Emanuel
Gonçalves
a,
Joachim
Bucher
b,
Anke
Ryll
c,
Jens
Niklas
b,
Klaus
Mauch
b,
Steffen
Klamt
c,
Miguel
Rocha
d and
Julio
Saez-Rodriguez
*a
aEMBL-EBI European Bioinformatics Institute, Wellcome Trust Genome Campus, Hinxton, CB10 1SD, Cambridge, UK. E-mail: saezrodriguez@ebi.ac.uk
bInsilico Biotechnology AG, Meitnerstraße 8, D-70563 Stuttgart, Germany
cMax Planck Institute for Dynamics of Complex Technical Systems, Sandtorstraße 1, D-39106 Magdeburg, Germany
dComputer Science and Technology Centre - CCTC, School of Engineering, University of Minho, Portugal
First published on 1st March 2013
Mathematical modelling is increasingly becoming an indispensable tool for the study of cellular processes, allowing their analysis in a systematic and comprehensive manner. In the vast majority of the cases, models focus on specific subsystems, and in particular describe either metabolism, gene expression or signal transduction. Integrated models that are able to span and interconnect these layers are, by contrast, rare as their construction and analysis face multiple challenges. Such methods, however, would represent extremely useful tools to understand cell behaviour, with application in distinct fields of biological and medical research. In particular, they could be useful tools to study genotype–phenotype mappings, and the way they are affected by specific conditions or perturbations. Here, we review existing computational approaches that integrate signalling, gene regulation and/or metabolism. We describe existing challenges, available methods and point at potentially useful strategies.

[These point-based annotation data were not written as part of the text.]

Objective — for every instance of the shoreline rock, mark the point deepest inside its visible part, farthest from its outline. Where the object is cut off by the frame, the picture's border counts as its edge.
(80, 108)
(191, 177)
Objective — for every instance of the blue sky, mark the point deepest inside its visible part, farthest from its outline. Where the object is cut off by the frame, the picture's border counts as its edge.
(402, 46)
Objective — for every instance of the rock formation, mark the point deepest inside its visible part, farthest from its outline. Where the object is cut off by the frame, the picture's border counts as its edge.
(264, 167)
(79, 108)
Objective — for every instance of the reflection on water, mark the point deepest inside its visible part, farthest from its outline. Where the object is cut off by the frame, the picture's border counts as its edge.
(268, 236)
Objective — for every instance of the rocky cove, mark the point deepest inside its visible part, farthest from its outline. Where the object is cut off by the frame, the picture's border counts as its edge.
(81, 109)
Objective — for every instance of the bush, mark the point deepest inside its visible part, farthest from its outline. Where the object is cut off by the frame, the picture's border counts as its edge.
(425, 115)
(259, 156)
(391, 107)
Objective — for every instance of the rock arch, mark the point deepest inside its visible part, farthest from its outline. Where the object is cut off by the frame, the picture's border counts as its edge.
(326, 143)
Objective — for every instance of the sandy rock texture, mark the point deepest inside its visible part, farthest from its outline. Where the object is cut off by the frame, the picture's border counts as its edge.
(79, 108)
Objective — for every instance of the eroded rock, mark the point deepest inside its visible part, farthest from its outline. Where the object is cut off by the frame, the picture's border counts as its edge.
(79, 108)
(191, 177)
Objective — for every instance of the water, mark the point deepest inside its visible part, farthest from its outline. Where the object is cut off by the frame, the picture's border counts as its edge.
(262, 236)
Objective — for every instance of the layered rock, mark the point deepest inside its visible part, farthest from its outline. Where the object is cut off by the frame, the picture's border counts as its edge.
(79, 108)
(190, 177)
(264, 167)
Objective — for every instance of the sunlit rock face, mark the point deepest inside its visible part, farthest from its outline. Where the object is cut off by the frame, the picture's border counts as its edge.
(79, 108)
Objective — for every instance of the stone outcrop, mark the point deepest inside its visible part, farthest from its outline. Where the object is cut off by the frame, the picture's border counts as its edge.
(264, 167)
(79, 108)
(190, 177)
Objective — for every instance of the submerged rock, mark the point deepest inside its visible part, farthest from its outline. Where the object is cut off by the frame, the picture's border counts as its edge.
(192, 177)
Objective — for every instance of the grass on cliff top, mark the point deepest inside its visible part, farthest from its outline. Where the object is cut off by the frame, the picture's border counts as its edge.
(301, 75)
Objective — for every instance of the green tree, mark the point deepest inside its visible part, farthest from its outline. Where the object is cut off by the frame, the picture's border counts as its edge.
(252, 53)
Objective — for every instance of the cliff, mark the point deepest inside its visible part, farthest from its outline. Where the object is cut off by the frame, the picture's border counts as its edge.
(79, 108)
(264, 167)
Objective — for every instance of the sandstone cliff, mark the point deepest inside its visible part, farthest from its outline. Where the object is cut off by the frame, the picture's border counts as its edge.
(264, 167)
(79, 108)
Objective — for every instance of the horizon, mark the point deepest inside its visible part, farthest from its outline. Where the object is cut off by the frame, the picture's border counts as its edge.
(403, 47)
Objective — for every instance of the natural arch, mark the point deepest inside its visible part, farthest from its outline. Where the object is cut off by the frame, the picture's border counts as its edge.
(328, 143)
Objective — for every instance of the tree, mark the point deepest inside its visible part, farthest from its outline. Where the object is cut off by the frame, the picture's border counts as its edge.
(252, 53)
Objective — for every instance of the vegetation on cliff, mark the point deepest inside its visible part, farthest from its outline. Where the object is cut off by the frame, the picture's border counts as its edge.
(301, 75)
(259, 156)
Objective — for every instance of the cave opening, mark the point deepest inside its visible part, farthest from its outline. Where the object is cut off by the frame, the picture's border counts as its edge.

Cellular metabolism comprises catabolic pathways, which break down molecules to produce energy, and anabolic reaction routes, which provide the essential building blocks required by the cell to synthesise the molecules it consists of and, thus, to enable homeostasis and growth. The required enzymes catalysing these metabolic processes are encoded in the genome and are translated from the intermediate messenger RNA (mRNA). A cell needs to control and adapt its enzyme production and behaviour depending on its requirements. This is achieved through diverse regulation mechanisms at the level of transcription (where DNA is copied into RNA) and translation (where mRNA is decoded into proteins).2 Finally, the cell has to sense its environment to react accordingly via signal transduction mechanisms that are closely related to regulatory mechanisms through signalling cascades.3
All these processes are clearly interconnected (as illustrated in Fig. 1) but have usually been studied separately in distinct sub-disciplines of cellular biology. While all types of biological molecules and interactions directly or indirectly influence all processes, there are three main layers with distinct characteristics: (i) metabolism: the production and consumption of diverse small molecules (metabolites) in enzyme-driven metabolic reactions, (ii) gene regulation: the control of the abundance and translation of transcripts (mRNA) and consequently proteins, and (iii) signalling: the interaction of proteins that generate and process flows of information.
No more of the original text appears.